Updated: Feb 15, 2022

Words by Erin, Digital Design Media Manager

Planning to print your work on fabric? Maybe you’re after a set of headers that will help sell your designs in client meetings. Or you’re going to make gorgeous little girls clothes using prints of your own design.

Before you take the leap and send your files off to a professional, ask them these five important questions below. Our in-house print production specialist, Sylvia, explains.

“Although it would be wonderful, our designs never ever look the same on screen as they do printed out on fabric. Each print company has a different type of printer, uses different inks and even fabrics! The trick is to tailor your design to suit the specific printer that you’re working with.”  And the only way to do that is to probe your printer with great questions.


Is there anything I can do on my end to improve the colour of my design? 

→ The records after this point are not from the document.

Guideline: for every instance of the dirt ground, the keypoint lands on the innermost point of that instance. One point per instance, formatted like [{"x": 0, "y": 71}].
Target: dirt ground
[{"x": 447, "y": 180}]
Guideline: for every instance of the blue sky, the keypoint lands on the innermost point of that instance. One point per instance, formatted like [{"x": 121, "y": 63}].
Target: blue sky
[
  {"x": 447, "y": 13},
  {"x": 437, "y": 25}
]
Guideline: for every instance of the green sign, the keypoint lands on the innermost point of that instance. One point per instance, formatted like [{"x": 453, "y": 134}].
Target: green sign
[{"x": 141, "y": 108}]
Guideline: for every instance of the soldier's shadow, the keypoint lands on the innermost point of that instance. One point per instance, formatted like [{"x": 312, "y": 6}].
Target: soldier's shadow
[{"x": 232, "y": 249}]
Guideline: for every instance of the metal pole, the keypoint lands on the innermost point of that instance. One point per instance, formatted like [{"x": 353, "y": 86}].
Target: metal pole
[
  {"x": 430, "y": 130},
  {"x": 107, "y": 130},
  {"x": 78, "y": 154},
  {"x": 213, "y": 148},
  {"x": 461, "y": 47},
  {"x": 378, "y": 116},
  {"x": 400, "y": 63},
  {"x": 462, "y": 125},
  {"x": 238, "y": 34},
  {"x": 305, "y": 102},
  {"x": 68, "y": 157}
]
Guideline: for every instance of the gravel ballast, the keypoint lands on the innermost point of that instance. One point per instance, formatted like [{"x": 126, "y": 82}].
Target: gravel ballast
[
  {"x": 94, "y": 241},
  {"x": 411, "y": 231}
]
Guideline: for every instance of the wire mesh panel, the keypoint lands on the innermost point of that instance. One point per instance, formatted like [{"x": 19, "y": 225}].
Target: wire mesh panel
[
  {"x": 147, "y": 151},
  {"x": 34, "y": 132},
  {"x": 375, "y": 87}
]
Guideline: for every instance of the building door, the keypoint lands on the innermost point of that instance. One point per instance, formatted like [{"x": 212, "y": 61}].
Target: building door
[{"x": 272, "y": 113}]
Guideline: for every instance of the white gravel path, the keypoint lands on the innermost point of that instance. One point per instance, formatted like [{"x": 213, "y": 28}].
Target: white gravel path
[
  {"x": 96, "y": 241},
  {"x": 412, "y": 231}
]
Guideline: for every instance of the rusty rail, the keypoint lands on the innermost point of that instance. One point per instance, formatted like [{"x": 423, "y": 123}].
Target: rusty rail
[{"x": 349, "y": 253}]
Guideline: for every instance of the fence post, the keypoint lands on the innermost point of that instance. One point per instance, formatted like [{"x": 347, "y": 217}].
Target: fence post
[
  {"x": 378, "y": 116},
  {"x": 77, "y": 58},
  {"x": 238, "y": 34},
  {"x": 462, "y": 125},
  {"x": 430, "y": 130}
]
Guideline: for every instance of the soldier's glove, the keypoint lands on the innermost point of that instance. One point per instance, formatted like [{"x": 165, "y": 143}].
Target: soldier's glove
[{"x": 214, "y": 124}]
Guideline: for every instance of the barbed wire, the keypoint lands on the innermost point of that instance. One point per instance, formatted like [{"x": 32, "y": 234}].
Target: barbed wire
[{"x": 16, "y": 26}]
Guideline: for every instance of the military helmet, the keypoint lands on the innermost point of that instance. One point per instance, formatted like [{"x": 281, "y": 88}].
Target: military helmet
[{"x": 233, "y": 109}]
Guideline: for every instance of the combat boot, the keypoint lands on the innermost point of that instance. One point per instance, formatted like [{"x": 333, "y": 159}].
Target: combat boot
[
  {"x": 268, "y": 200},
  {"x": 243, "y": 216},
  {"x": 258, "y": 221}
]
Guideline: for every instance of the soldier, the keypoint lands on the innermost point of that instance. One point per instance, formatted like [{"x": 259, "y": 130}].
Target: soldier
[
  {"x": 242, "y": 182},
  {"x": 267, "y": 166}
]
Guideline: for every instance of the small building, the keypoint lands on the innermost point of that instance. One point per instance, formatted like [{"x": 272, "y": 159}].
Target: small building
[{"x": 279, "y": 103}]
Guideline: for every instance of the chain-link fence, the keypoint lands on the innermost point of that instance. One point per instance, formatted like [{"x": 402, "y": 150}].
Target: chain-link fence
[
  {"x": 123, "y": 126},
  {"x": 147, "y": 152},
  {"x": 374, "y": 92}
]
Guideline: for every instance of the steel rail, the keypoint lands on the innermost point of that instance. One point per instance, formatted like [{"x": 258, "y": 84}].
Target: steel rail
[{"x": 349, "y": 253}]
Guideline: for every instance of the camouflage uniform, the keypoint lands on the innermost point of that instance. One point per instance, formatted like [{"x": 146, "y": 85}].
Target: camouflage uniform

“What you see onscreen will be a bit different on fabric because fabric printers do not have the range of colour that a computer screen does. The backlighting of your screen also tends to make colours super vibrant, and this can be a little tricky to translate using printing inks,” Sylvia says.

What colour profile do you prefer? 

“They may recommend a specific colour profile on your design, or want it changed to from CMYK to RGB or vice versa.”

Do you have a colour palette profile you can share or physical colour swatches? 

“These can give you an idea as to what the printer can achieve on fabric.” And there’ll be fewer surprises.

Can I have a printed sample on my fabric of choice before final printing? 

“They may even be able to offer you a few options so that you can choose the best one.”

What kind of ink do you use? 

“Pigment inks, which are suitable for all fabrics, will always be less intense and less bright than reactive inks and acid inks. Reactive inks (if you’re not familiar) is used on cellulosic fibres such cotton, linen and bamboo while acid inks are more suited to silk, wool and nylon.”

“Disperse dye, which is used for polyester, usually has good colour, but you might not be able to get a good match for bright turquoises due to the ink formulations available.”